The spread betting industry was rocked by the announcement last month of more onerous leverage limits but IG Group Holdings PLC (LON:IGG) has regained equilibrium.

Despite the share price recovery, Barclays thinks IG is still materially undervalued.

READ: Spreadbettors drop as EU watchdog proposes curbs on core business parts; UK regulator expected to follow suit

It notes that the shares peaked at around 957.5p in 2016 before hitting a trough of around 457p towards the end of that year on the threat of tighter regulations, and although the shares are now around only around 20% below that 2016 high, there is still a discrepancy between that 20% mark-down and IG's statement that the new regulations would likely lead to a less than 10% decline in revenue in fiscal 2017.

Barclays' new forecast earnings per share of 46p for fiscal 2019 implies that the shares are now trading on a projected earnings multiple of 15.6, with a dividend yield of 5%.

“In a market where ‘winners’ seem disproportionately rewarded with a high valuation multiple, this rating seems anomalous for a global leader in CFD trading,” the Barclays team noted, as it cranked up the target price to 920p from 650p.

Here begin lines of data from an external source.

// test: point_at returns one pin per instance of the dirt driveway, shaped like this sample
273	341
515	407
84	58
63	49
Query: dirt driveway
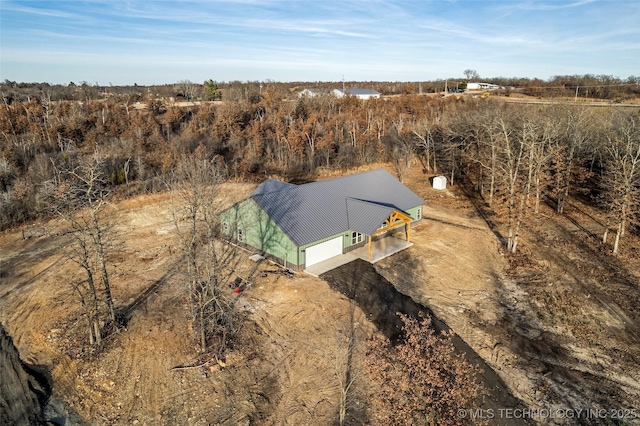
561	335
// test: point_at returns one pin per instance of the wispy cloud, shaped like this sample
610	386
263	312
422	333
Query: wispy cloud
293	40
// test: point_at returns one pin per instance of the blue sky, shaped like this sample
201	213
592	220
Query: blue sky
156	42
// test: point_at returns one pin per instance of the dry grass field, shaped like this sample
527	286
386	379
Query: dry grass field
559	324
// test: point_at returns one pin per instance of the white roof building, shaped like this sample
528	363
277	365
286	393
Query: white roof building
358	93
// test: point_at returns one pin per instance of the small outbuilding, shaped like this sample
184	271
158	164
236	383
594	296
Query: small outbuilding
439	182
301	225
358	93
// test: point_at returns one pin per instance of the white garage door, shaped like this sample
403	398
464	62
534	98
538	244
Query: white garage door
323	251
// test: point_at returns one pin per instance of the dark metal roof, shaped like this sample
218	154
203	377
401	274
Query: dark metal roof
317	210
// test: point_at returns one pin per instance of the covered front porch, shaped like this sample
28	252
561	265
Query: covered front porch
380	249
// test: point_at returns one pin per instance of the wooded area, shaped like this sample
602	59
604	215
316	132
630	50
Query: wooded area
73	158
515	156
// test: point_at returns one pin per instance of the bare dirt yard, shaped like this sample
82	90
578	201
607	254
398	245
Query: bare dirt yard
559	324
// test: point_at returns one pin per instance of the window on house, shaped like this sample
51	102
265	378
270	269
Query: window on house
356	238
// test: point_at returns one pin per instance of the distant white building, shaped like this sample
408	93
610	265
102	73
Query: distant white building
483	86
358	93
312	93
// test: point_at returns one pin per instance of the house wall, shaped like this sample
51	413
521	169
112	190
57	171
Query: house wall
413	212
260	232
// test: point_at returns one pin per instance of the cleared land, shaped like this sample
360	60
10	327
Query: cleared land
559	326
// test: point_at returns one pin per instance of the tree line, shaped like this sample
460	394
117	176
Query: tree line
69	159
515	155
605	87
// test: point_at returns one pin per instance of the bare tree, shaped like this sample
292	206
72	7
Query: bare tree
81	201
210	262
621	179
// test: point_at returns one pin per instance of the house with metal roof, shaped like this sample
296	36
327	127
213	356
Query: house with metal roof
358	93
302	225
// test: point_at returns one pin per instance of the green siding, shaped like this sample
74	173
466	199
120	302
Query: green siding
260	231
266	236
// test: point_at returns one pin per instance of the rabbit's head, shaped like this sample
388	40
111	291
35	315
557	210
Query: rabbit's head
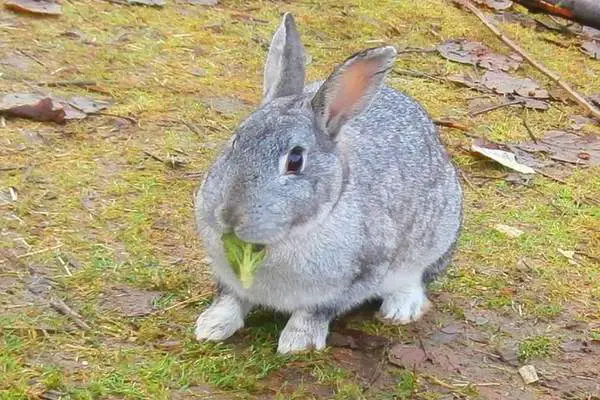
284	168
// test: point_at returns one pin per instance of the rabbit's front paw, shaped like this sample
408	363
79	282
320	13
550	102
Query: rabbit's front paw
221	320
404	308
303	332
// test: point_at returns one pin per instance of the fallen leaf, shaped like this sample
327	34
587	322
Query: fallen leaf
356	339
578	122
8	196
528	374
572	346
566	147
88	105
569	255
407	356
513	17
151	3
503	83
475	319
32	106
224	105
34	7
500	154
590	33
496	4
509	355
16	61
475	53
591	48
509	231
43	108
203	2
128	301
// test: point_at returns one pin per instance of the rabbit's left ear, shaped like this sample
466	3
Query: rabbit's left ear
284	68
351	87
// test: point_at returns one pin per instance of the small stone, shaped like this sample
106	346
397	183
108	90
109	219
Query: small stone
528	374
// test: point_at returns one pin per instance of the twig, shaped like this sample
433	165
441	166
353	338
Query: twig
33	253
130	119
65	310
581	253
191	127
590	108
418	74
554	178
467	181
529	131
154	157
181	304
494	107
34	58
416	50
67	83
451	124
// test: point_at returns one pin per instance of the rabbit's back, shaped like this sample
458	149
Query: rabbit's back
404	179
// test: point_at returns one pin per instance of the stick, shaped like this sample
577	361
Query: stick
68	83
65	310
451	124
590	109
494	107
529	131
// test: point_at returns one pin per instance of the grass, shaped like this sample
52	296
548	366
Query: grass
536	347
92	194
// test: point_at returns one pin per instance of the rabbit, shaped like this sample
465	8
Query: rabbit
345	185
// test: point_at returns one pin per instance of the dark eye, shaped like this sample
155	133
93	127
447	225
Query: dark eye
295	160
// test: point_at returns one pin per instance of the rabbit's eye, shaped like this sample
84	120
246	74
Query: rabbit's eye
295	160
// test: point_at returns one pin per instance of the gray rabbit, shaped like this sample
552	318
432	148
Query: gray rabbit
344	184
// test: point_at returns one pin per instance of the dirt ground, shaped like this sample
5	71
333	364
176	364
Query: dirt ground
101	272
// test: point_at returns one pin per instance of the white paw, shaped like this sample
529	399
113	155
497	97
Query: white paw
404	308
302	334
221	320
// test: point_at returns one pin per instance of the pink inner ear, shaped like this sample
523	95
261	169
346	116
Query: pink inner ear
352	86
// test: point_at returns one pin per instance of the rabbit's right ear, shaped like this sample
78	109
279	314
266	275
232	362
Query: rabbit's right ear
284	68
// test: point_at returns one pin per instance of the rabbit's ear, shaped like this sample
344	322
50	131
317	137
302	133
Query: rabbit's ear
284	68
351	87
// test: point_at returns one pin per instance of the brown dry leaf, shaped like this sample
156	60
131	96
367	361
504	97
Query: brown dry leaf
475	53
407	356
88	105
517	18
591	48
508	230
500	154
46	108
128	301
566	147
496	4
32	106
34	7
503	83
578	122
356	339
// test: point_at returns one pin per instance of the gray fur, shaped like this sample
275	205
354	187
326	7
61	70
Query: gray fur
284	68
376	210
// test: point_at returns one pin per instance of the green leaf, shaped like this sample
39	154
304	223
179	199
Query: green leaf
244	258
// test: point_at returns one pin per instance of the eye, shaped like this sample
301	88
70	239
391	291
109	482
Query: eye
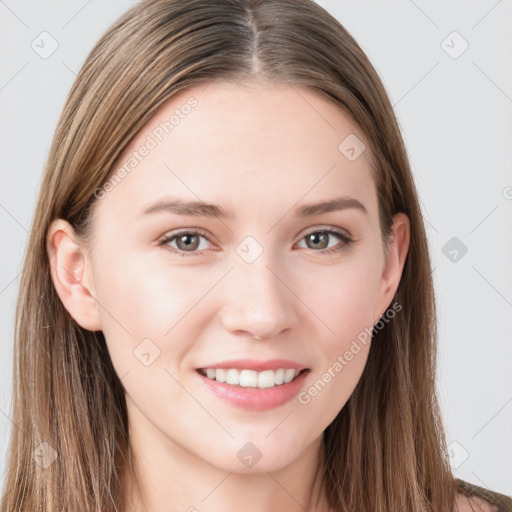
188	243
320	239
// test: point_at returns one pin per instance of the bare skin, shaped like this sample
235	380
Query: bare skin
260	151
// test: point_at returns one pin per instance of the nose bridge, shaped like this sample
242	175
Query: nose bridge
258	299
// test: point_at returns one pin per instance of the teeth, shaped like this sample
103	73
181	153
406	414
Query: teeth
251	378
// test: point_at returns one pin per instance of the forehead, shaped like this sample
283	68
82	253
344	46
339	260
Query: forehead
252	148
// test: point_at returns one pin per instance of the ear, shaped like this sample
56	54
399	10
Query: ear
394	264
71	275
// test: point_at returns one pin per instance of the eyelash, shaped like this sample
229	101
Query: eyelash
345	246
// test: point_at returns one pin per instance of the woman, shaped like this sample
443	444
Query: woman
289	364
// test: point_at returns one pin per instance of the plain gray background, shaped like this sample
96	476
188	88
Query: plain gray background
454	106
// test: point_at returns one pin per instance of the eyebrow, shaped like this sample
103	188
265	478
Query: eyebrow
201	209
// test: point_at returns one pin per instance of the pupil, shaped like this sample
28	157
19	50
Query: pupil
185	237
314	236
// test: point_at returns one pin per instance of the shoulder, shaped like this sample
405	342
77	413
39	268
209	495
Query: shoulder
473	498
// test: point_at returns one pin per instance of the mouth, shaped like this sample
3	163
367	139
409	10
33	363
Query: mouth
252	379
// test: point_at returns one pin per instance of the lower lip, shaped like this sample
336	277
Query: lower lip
255	399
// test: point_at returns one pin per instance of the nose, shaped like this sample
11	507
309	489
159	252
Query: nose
259	301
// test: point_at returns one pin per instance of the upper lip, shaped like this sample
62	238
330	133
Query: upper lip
259	366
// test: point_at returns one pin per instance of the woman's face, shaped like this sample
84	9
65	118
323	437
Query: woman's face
170	305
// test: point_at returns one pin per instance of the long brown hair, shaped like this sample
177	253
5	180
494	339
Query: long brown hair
385	450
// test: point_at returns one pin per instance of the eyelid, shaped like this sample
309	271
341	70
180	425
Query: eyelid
345	237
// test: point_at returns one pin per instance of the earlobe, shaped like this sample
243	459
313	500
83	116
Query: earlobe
70	271
394	264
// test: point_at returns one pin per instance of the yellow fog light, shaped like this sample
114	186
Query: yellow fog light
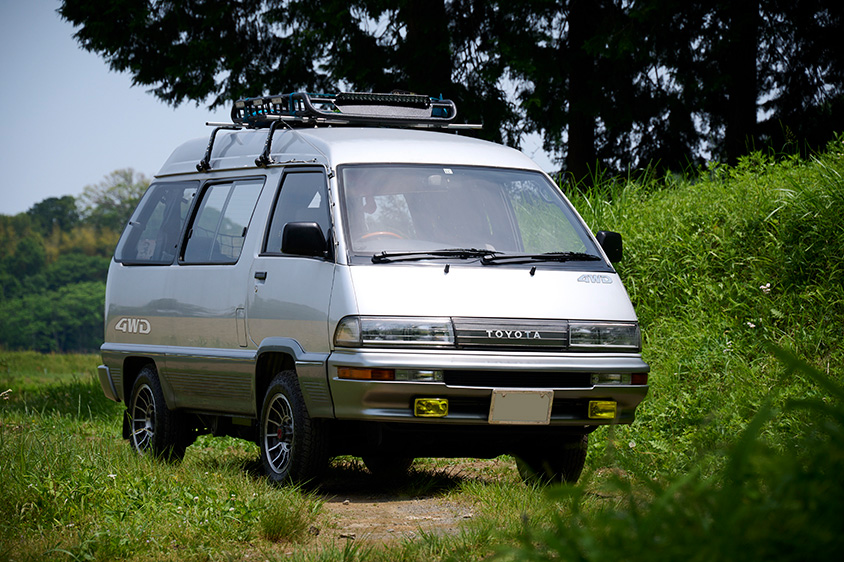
602	409
430	407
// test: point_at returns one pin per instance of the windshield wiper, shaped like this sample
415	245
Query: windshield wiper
530	258
459	253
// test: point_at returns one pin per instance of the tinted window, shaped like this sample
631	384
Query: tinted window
222	219
303	198
426	207
152	235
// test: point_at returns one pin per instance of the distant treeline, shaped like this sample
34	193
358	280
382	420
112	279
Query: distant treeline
53	265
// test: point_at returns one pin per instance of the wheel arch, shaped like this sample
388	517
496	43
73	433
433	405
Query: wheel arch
268	365
132	366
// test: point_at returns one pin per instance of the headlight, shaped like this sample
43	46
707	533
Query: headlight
605	335
387	331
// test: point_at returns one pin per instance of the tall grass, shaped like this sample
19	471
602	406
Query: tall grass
718	265
764	504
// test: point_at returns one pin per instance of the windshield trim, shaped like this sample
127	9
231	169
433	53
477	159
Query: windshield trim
420	253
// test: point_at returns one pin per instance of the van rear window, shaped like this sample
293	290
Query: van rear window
152	235
217	232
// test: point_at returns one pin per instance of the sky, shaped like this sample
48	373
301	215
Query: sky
70	121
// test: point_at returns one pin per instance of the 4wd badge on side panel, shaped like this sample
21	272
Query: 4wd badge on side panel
133	326
599	279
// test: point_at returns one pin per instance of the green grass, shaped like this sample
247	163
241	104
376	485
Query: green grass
736	452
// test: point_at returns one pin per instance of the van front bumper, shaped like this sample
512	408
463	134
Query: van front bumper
471	377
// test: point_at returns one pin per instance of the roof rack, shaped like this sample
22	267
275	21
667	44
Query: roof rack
346	108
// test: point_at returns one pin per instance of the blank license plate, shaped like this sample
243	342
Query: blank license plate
512	406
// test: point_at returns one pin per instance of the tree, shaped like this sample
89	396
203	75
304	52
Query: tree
109	204
222	50
613	84
53	212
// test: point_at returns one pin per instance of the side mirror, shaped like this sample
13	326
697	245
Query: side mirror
611	244
303	239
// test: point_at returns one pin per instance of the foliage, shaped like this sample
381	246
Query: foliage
764	504
53	265
109	204
609	85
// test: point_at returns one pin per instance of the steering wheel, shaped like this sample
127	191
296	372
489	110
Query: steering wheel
381	233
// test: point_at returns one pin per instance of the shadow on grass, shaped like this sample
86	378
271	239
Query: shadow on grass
80	398
348	478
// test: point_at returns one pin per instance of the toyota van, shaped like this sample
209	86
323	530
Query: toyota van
347	274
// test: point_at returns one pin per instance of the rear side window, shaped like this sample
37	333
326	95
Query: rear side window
219	227
153	233
303	198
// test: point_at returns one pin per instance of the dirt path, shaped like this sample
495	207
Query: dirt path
360	508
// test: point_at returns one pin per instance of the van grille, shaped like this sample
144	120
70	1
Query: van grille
511	333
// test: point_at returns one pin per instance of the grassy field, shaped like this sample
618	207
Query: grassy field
738	278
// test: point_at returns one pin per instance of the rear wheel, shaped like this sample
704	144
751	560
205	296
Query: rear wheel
561	466
388	468
153	427
294	447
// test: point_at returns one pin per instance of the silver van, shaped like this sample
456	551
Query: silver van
345	275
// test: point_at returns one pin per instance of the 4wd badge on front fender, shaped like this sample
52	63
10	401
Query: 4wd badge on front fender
599	279
133	326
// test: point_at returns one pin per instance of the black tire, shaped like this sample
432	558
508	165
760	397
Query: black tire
559	467
153	427
294	447
388	468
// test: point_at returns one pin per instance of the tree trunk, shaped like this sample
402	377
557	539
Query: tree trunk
426	53
740	69
582	156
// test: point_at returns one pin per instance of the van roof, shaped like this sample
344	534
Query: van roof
333	146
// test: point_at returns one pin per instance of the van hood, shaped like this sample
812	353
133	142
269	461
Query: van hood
488	292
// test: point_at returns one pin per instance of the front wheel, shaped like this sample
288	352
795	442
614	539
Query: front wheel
153	427
294	447
555	467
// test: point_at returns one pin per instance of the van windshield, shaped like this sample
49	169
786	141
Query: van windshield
419	208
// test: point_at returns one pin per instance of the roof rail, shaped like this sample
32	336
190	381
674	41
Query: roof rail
346	108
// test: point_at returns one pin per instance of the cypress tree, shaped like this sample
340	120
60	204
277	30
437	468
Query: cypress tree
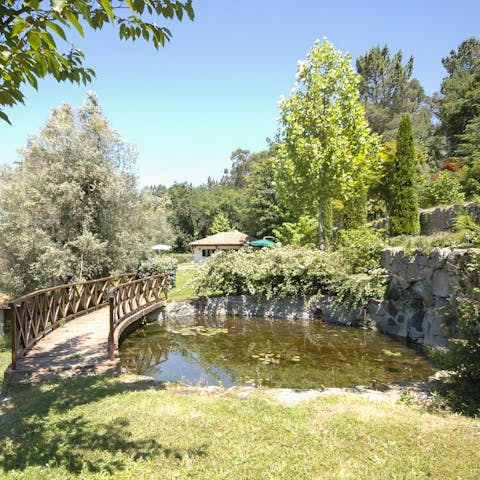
355	210
403	204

“We believe a key debate is whether IG should trade on a higher or lower multiple ‘post regulation’ vs ‘pre regulation’. If the key investment case risk of regulation creates ‘only’ a 10% reduction in FY19 EPS vs FY18, and if there are no further regulatory shocks, then the argument for a higher multiple seems strong. Much will depend on industry dynamics from here. Will IG take market share from weaker competitors now we have a level playing field from a leverage perspective, or will some competitors move offshore and thrive as they evade new regulation?” the Barclays team wonders.

READ: IG Group reports record quarter despite quieter financial markets, although regulatory worries remain

Its upside case assumes no fall in earnings per share as regulation has a limited impact on client activity, in which case a valuation of 1,175p would be merited.

The bear case, which factors in regulatory changes in the UK and EU plus a regulatory hit in Asia, drives a fair value of 475p.